Chris mencoba menyelinap masuk sementara sang daddy menarik perhatian semua pengawal keluarga Brishel.


Pemuda itu membuka satu persatu ruangan kosong tapi dia langsung mempunyai firasat jika Aya berada di ruang operasi.


Jadi, Chris mencari ruangan itu, kebetulan ada perawat laki-laki yang mondar-mandir untuk mempersiapkan tindakan operasi Aya dan Emily.


"Mari kita coba!" Chris mulai membidik perawat itu dan tujuannya adalah lengan.


Satu tembakan melesat dan tepat sasaran, perawat laki-laki itu jatuh dan Chris langsung berlari mendekat untuk memukul tengkuknya supaya tak sadarkan diri.


Kemudian Chris membuka baju perawat itu untuk dia pakai.


Chris memakai masker dan menyamar sebagai perawat supaya bisa masuk ke ruang operasi.


Dan benar saja, sesuai dugaan Aya dan Emily ada di ruangan itu.


Kedua gadis itu sudah memakai baju operasi dan dalam pengaruh obat bius total.


"Aku sudah tidak bisa mentoleransi lagi," Chris sudah kehilangan kesabaran.


Pemuda itu mengeluarkan pistolnya dan menembaki semua dokter serta perawat tanpa terkecuali.


Dor!


Dor!


Terdengar suara tembakan yang membuat Tuan Brishel langsung membuka pintu ruang operasi dan pupil matanya melebar ketika melihat dokter serta perawat berdarah-darah di lantai.


Chris membuka maskernya kemudian menodongkan pistolnya ke kepala Tuan Brishel.


"Kau tidak pantas disebut sebagai ayah!" geram Chris.
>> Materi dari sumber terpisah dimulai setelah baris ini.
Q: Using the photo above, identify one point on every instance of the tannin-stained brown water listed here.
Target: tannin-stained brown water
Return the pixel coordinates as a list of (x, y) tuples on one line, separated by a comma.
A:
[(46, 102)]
"Bagaimana mungkin kau mengorbankan putri kandungmu demi putri kandungmu yang lain, apa ada jaminan kalau Emily akan sembuh setelah mendapatkan semuanya dari Aya?"
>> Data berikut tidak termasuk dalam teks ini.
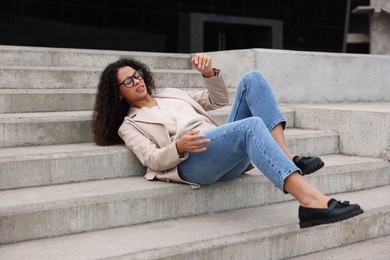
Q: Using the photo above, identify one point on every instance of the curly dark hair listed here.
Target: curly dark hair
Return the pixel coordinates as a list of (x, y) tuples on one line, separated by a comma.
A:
[(109, 109)]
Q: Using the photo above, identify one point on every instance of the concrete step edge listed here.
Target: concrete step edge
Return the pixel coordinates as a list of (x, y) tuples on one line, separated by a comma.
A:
[(47, 165), (253, 233), (95, 205), (374, 248)]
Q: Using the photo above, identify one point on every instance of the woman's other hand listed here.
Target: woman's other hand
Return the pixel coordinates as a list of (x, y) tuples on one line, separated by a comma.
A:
[(202, 62), (192, 142)]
Tuan Brishel tentu saja tidak bisa menjawab karena todongan senjata di kepalanya, dia tertunduk ke lantai dan menangis di sana.
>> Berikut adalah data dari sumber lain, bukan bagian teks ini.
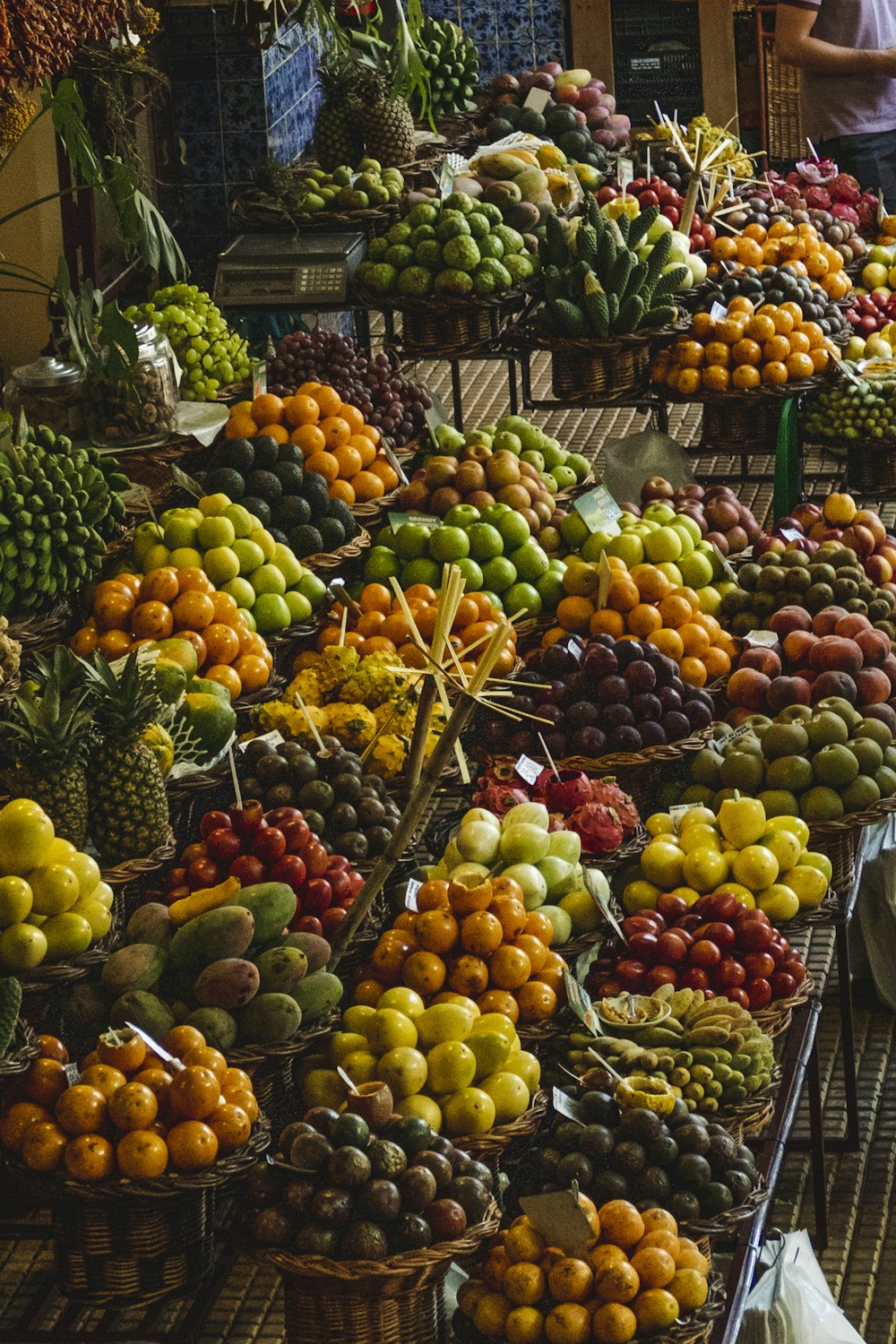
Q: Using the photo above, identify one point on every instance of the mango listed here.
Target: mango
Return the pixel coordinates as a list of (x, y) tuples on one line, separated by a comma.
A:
[(271, 906), (217, 1026), (269, 1019), (317, 994), (230, 983), (226, 932), (151, 924), (145, 1011), (137, 967), (317, 949), (280, 969)]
"Kalau ujung-ujungnya Emily mati, bukankah pengorbanan Aya sia-sia?" tambah Chris yang tetap dalam posisinya.


Kemudian pemuda itu mencoba menghubungi Saka untuk membawa Aya dan Emily keluar dari rumah sakit itu.


"Pintu mansionku terbuka untukmu Tuan Brishel," ucap Saka sebelum pergi.


Di mansion para pelayan sibuk menyiapkan kamar untuk kedua gadis itu.


"Apa yang terjadi, Mom?" tanya Crystal yang tidak mengerti apa-apa.


"Kita tunggu saja daddy dan kakakmu pulang," jawab Sera.


Dokter keluarga datang bersamaan dengan Saka dan Chris tiba.


"Periksa keadaan dua gadis ini, mereka masih dalam pengaruh obat bius!" perintah Saka.


"Baik, Tuan," balas sang dokter.


Selagi dokter keluarga memeriksa Aya dan Emily, Saka keluar kamar dan meminta Chris untuk beristirahat.


"Bagaimana dengan ayah mereka?" tanya Chris.


"Tunggu suasana mendingin terlebih dahulu dan kita biarkan dulu dua saudara itu saling meluapkan isi hatinya," jawab Saka.


Tiba-tiba tubuh Saka dipeluk oleh Crystal sampai terhuyung ke belakang.


"Daddy... I love you," ucap Crystal.


Saka melihat ke arah Sera yang ikut bergabung bersama mereka. Ternyata Crystal sudah tahu semuanya kalau Saka dan Chris baru saja menolong dua gadis yang malang.


Si gembul merasa terharu dan langsung mencari sang daddy.


"Sepertinya bukan hanya daddy saja yang membantu," ucap Chris di sana.


"Kakak tidak masuk hitungan, yang keren hanya daddy Saka," sahut Crystal.


"Aku pasti akan mempunyai pacar-pacar sepertimu, Dad!"


Sera menggelengkan kepalanya karena Crystal yang mempunyai keinginan aneh. Dia pun ikut memeluk Saka karena suaminya pulang dengan selamat.


"Geser, Crystal!" Sera tidak kebagian tubuh Saka.


"Tidak mau!" tolak gadis itu. "It's my daddy!"


Chris menghela nafasnya, andai saja Aya dan Emily bisa merasakan kasih sayang ayah seperti Crystal.